Ce que nous voulons, c’est un lieu pour vivre à plusieurs. Un endroit que l’on habite sans vouloir attendre d’avoir les bons papiers, les bons revenus, le bon piston à la mairie. Ce que nous refusons c’est le contrôle généralisé. Dans les transports, dans la rue, dans les écoles, face aux institutions qui nous exploitent et qui nous gèrent, le fichage est généralisé. Les rafles quotidiennes, la vidéo-surveillance, le puçage du vivant, toutes les chaînes sécuritaires, toutes les prisons et le monde qui les a créées. Ce que nous refusons c’est l’exploitation, la spéculation, de devoir payer pour exister, de crever sur l’autel de la propriété privée.

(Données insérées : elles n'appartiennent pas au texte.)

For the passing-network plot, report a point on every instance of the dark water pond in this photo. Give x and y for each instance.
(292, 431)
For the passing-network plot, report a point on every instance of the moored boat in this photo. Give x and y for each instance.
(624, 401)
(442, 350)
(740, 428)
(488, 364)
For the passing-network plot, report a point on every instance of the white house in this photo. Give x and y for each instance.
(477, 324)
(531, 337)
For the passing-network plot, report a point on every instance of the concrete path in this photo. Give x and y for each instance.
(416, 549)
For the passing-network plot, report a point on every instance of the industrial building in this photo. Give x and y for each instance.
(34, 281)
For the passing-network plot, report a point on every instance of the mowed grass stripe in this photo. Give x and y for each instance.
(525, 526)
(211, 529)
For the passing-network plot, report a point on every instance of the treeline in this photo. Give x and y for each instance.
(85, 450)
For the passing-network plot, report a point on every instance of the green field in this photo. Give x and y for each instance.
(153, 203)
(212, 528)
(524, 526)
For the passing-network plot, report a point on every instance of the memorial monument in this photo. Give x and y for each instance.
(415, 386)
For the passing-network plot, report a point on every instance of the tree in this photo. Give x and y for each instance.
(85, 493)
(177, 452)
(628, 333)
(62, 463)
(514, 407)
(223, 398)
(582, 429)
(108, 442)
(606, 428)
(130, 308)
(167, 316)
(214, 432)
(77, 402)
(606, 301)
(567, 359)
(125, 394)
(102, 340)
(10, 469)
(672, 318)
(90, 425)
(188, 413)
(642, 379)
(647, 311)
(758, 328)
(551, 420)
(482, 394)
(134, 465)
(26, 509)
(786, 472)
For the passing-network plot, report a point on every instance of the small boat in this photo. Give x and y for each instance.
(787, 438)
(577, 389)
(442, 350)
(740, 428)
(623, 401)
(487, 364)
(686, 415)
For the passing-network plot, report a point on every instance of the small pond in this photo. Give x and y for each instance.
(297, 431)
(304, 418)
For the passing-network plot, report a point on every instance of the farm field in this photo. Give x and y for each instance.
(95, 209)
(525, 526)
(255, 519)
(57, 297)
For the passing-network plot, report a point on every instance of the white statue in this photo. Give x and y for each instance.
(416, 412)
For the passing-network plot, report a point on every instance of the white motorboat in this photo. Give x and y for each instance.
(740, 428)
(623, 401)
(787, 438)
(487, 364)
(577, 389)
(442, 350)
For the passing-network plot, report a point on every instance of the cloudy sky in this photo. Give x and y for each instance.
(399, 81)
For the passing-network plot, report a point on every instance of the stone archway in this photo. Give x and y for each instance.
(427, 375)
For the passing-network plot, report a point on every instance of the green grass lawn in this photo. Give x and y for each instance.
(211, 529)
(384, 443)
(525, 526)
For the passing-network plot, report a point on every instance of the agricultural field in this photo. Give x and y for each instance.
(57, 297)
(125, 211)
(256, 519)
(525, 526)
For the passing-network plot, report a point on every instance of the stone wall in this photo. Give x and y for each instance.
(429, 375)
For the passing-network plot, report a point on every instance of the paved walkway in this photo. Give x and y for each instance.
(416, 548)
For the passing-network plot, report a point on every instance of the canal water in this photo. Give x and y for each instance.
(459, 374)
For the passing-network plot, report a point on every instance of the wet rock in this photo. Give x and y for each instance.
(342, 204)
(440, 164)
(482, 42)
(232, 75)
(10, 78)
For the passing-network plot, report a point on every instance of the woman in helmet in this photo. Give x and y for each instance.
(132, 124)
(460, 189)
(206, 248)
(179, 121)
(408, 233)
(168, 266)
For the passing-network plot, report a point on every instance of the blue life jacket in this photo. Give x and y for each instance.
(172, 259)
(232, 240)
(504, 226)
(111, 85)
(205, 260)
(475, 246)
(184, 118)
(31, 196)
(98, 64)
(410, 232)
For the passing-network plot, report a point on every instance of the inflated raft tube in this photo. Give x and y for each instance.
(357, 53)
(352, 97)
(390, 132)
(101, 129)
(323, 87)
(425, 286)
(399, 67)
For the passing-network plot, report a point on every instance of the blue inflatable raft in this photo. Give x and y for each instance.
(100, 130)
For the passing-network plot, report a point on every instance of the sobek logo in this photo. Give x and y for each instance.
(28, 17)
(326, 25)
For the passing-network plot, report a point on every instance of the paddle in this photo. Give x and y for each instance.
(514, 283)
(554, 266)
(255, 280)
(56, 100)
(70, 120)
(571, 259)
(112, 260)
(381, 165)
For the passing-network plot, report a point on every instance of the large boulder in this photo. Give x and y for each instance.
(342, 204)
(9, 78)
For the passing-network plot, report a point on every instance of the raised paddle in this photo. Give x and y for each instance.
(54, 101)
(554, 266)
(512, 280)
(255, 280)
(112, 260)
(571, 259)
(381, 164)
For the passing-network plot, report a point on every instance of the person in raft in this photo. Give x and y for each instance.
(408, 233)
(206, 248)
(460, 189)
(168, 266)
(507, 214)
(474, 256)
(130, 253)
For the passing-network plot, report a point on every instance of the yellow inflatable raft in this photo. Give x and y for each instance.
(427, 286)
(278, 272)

Ce que nous saluons, c’est la solidarité des habitant-e-s du voisinage, de nos ami-e-s, de nos camarades.
Les ex-occupant-e-s du 18 rue Olivier Métra.
* Service d’investigation transversale : C’est un service « expérimental » de la préfecture de police de Paris qui fait le lien entre les « services spécialisés » ( Renseignement généraux, police scientifique, brigade criminelle, SDAT ) et les « partenaires institutionnels » (mairies, ministères…).
* FNAEG :Le Fichier national automatisé des empreintes génétiques (FNAEG), créé en 1998, est un fichier commun à la police et à la gendarmerie qui gère les traces ADN prélevées au cours des enquêtes.
* GAV supplétive : Nouvelle notification des droits suite à un délit constaté durant la garde-à-vue. Ne la rallonge pas.